- - Thursday, January 5, 2012

I have a client who refinanced his jumbo loan with me about 1½ years ago. Watching the rates fall, he emailed me to ask if another refinance might be in order.

The best I could offer was 4.375 percent with no fees on a new 30-year, fixed-rate loan. This was a drop of just .25 percent from his existing rate of 4.625 percent. Because there are no closing costs, one could make an argument that he should undertake the paperwork for a new loan that would save him .25 percent. But the paperwork to do a refinance is cumbersome, so I didn’t blame him for hesitating.

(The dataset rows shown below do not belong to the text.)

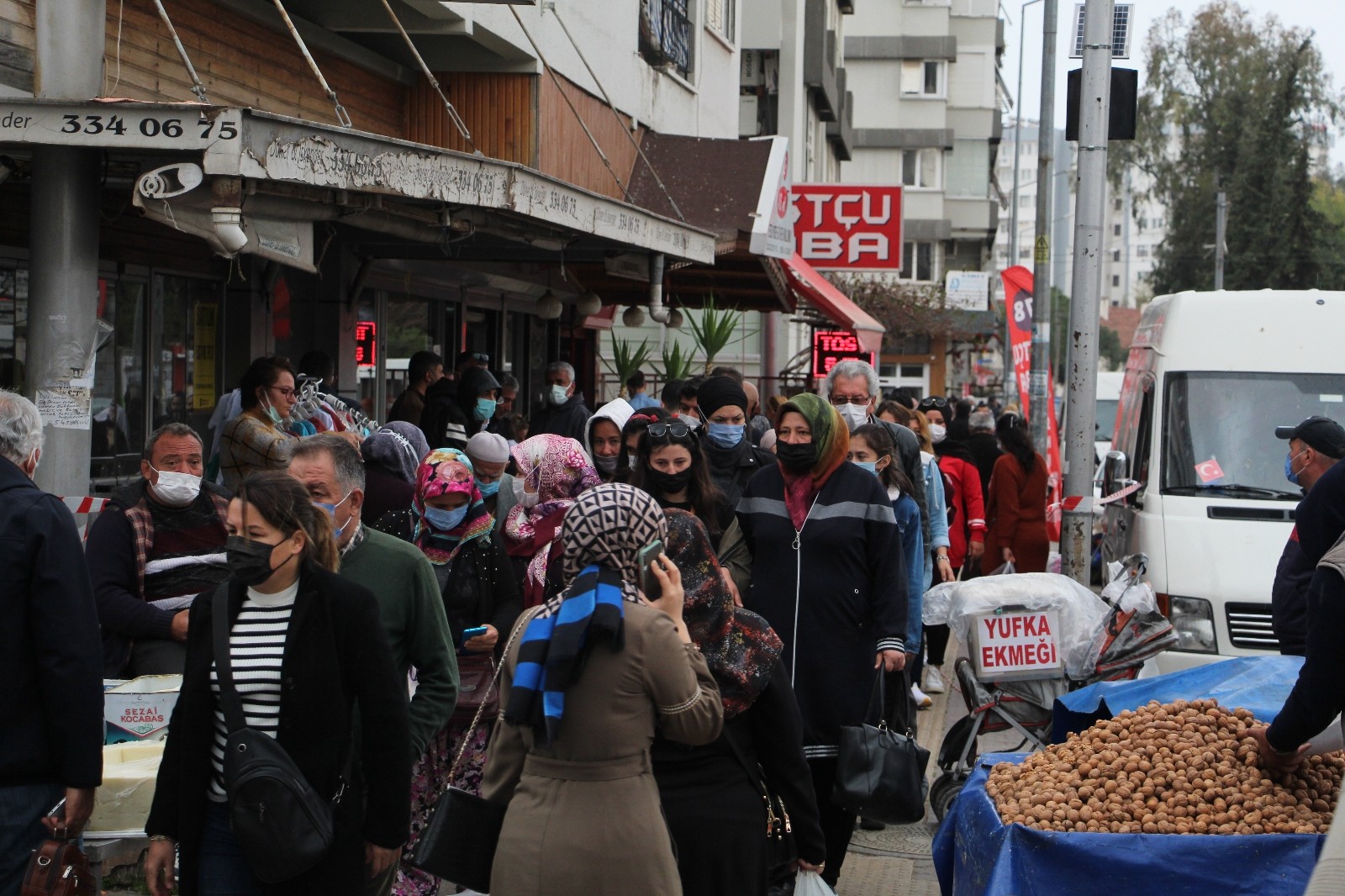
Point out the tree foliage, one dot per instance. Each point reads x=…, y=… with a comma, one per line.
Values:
x=1230, y=104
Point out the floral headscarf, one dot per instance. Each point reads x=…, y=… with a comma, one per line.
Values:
x=558, y=472
x=739, y=646
x=447, y=472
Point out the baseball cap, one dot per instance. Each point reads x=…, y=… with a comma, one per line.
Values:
x=1320, y=434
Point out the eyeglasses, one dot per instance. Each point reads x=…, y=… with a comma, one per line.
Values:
x=676, y=430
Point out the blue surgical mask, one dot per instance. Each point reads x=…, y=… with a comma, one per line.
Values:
x=446, y=519
x=725, y=435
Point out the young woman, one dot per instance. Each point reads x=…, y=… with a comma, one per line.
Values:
x=309, y=646
x=461, y=540
x=1017, y=506
x=589, y=678
x=551, y=472
x=712, y=794
x=966, y=519
x=827, y=576
x=674, y=470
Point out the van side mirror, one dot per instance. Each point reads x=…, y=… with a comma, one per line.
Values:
x=1114, y=470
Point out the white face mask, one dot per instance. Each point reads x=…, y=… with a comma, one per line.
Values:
x=525, y=498
x=177, y=488
x=854, y=416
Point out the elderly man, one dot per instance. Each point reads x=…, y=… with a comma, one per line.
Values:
x=1315, y=445
x=152, y=551
x=853, y=389
x=51, y=701
x=564, y=412
x=403, y=580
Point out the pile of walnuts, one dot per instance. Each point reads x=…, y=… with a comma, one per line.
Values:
x=1167, y=768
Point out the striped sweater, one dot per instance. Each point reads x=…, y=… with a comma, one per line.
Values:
x=836, y=600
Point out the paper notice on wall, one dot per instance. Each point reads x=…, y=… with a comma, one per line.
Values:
x=65, y=407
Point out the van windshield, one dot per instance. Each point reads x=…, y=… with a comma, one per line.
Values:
x=1219, y=430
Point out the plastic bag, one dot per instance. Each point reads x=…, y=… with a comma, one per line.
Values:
x=811, y=884
x=1082, y=613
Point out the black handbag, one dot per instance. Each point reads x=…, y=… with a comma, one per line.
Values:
x=459, y=842
x=282, y=825
x=880, y=772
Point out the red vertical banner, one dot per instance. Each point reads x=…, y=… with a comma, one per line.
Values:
x=1019, y=311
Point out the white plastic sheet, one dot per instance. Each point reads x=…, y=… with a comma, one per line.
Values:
x=1082, y=613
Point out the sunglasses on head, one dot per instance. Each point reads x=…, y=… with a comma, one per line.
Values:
x=676, y=430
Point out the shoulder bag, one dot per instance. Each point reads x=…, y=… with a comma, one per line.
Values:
x=282, y=825
x=880, y=772
x=459, y=842
x=58, y=868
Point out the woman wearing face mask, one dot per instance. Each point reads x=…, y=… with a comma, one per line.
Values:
x=313, y=646
x=257, y=437
x=1017, y=506
x=672, y=470
x=603, y=437
x=827, y=575
x=457, y=409
x=461, y=540
x=551, y=472
x=712, y=794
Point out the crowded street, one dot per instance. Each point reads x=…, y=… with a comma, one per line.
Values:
x=672, y=448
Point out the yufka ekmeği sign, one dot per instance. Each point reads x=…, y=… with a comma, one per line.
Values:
x=844, y=226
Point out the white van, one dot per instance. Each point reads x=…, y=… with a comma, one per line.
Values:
x=1208, y=378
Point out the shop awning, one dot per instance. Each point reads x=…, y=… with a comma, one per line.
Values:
x=817, y=291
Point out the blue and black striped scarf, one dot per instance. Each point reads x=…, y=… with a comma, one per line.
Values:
x=555, y=646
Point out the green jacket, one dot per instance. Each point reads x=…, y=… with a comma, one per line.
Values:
x=414, y=616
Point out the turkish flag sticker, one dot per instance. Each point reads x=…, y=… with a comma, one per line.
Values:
x=1210, y=472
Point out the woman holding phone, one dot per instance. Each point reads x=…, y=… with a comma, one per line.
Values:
x=452, y=528
x=588, y=677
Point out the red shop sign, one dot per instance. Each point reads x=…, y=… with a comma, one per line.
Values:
x=842, y=226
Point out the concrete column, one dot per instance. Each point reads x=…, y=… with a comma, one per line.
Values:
x=64, y=235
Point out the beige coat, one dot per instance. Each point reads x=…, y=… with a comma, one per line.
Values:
x=584, y=815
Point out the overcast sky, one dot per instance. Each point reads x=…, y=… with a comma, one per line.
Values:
x=1327, y=18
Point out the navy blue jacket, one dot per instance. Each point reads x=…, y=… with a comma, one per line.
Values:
x=50, y=647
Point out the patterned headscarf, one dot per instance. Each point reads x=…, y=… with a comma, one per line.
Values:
x=447, y=472
x=560, y=472
x=603, y=532
x=740, y=646
x=831, y=440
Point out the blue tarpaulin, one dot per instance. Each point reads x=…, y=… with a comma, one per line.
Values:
x=975, y=855
x=1259, y=683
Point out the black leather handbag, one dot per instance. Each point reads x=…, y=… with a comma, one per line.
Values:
x=282, y=825
x=880, y=772
x=459, y=842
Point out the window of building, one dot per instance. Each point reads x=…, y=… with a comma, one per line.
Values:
x=920, y=168
x=918, y=261
x=721, y=18
x=923, y=77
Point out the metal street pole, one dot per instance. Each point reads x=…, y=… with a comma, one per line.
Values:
x=64, y=248
x=1042, y=302
x=1086, y=291
x=1221, y=233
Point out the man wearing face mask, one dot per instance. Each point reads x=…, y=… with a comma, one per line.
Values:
x=1315, y=447
x=564, y=412
x=603, y=436
x=158, y=546
x=853, y=389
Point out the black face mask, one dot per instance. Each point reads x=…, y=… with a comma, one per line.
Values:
x=249, y=561
x=670, y=483
x=797, y=458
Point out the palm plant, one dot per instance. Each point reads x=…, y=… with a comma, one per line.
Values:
x=625, y=360
x=715, y=329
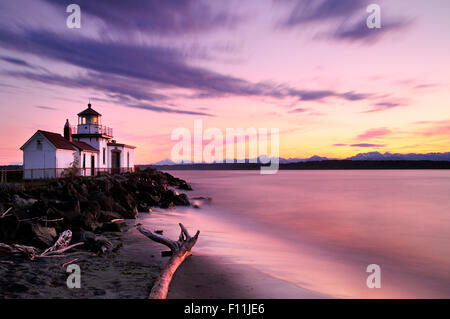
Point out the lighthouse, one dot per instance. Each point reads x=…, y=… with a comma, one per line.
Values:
x=90, y=144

Because my job is to lay out all the options, I suggested that he look at a 7/1 adjustable-rate mortgage (ARM), which carries a fixed rate for the first seven years and can adjust annually thereafter. It was only then that he told me he and his wife have fairly firm plans to retire in eight years or less, sell their existing home and relocate.

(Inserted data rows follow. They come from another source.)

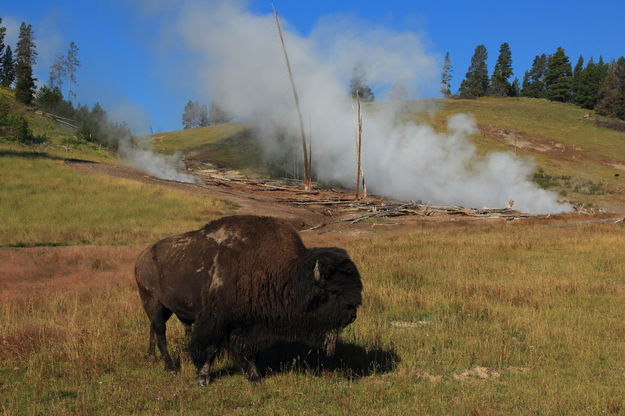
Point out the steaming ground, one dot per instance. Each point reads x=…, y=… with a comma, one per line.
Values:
x=141, y=156
x=244, y=70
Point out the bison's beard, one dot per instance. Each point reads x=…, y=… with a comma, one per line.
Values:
x=329, y=344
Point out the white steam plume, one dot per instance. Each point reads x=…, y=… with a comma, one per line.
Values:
x=137, y=151
x=244, y=68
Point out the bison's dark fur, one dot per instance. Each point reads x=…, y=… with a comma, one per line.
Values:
x=246, y=282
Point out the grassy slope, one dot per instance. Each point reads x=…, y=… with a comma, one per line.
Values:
x=539, y=307
x=227, y=145
x=56, y=133
x=45, y=202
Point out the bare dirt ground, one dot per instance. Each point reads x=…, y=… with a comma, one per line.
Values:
x=326, y=210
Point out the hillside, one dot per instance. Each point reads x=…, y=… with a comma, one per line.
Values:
x=61, y=139
x=584, y=163
x=47, y=202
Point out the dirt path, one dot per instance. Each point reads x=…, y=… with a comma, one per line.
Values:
x=314, y=210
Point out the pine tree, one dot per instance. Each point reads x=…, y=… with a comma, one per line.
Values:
x=358, y=84
x=25, y=84
x=534, y=79
x=609, y=94
x=515, y=89
x=191, y=115
x=3, y=31
x=620, y=73
x=590, y=80
x=558, y=77
x=217, y=115
x=475, y=83
x=500, y=87
x=58, y=71
x=204, y=119
x=576, y=80
x=7, y=69
x=446, y=77
x=71, y=64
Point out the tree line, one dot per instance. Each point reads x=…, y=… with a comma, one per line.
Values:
x=196, y=114
x=598, y=86
x=16, y=72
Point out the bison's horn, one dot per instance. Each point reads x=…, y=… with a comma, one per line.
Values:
x=317, y=273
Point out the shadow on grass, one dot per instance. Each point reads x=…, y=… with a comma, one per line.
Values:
x=350, y=361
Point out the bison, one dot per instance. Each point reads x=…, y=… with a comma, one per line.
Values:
x=246, y=283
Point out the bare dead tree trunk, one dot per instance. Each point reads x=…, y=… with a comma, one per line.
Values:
x=358, y=143
x=307, y=180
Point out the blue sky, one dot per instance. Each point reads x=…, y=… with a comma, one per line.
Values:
x=125, y=68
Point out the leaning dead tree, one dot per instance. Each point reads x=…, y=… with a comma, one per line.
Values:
x=359, y=173
x=307, y=161
x=358, y=143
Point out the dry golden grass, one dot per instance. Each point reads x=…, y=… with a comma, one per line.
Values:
x=501, y=318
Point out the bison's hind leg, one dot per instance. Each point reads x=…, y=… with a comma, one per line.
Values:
x=206, y=340
x=158, y=316
x=187, y=327
x=245, y=355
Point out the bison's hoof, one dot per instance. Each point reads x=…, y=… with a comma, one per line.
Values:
x=254, y=379
x=203, y=380
x=172, y=368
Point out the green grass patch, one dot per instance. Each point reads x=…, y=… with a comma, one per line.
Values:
x=520, y=319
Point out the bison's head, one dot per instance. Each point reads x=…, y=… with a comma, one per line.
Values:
x=333, y=292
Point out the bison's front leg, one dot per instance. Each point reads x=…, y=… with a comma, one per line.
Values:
x=206, y=338
x=248, y=366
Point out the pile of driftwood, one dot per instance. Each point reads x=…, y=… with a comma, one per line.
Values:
x=380, y=208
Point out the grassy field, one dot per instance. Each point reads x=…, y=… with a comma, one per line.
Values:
x=458, y=318
x=225, y=145
x=521, y=319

His objectives clearly are a bit different from what I had thought, and an ARM became much more compelling.

I quoted him an interest rate of 3.875 percent with no fees. After running the numbers, we found that the guaranteed savings over the first seven years would be substantial.

First, his principal-and-interest payment would drop by $353 per month during the loan’s the first seven years, saving $29,652. Additionally, because the interest rate would be lower, he would pay off the debt faster. My calculator shows that without refinancing, his balance will drop in seven years to about $523,000. If he refinanced to 3.875 percent, however, his monthly payment would drop by $353, and his balance at the end of seven years would be about $519,000.

Adding the $29,652 in payment savings to the $4,000 in extra equity would give him a total guaranteed savings of $33,652 before his interest rate could go up in year eight.

In a worst-case scenario, his rate would rise to 5.875 in the loan’s eighth year. This is 2 percent above the 3.875 percent ARM rate and just 1.25 percent above his existing 4.625 percent loan. Under the worst-case scenario, he would spend less than $6,000 in extra interest payments in year eight. So, at the end of year eight, he still would be $27,652 ahead of the game.

Based upon the objectives of these folks, an ARM clearly is a viable choice. They would have to weather a very unlikely perfect storm of events to lose money with the ARM.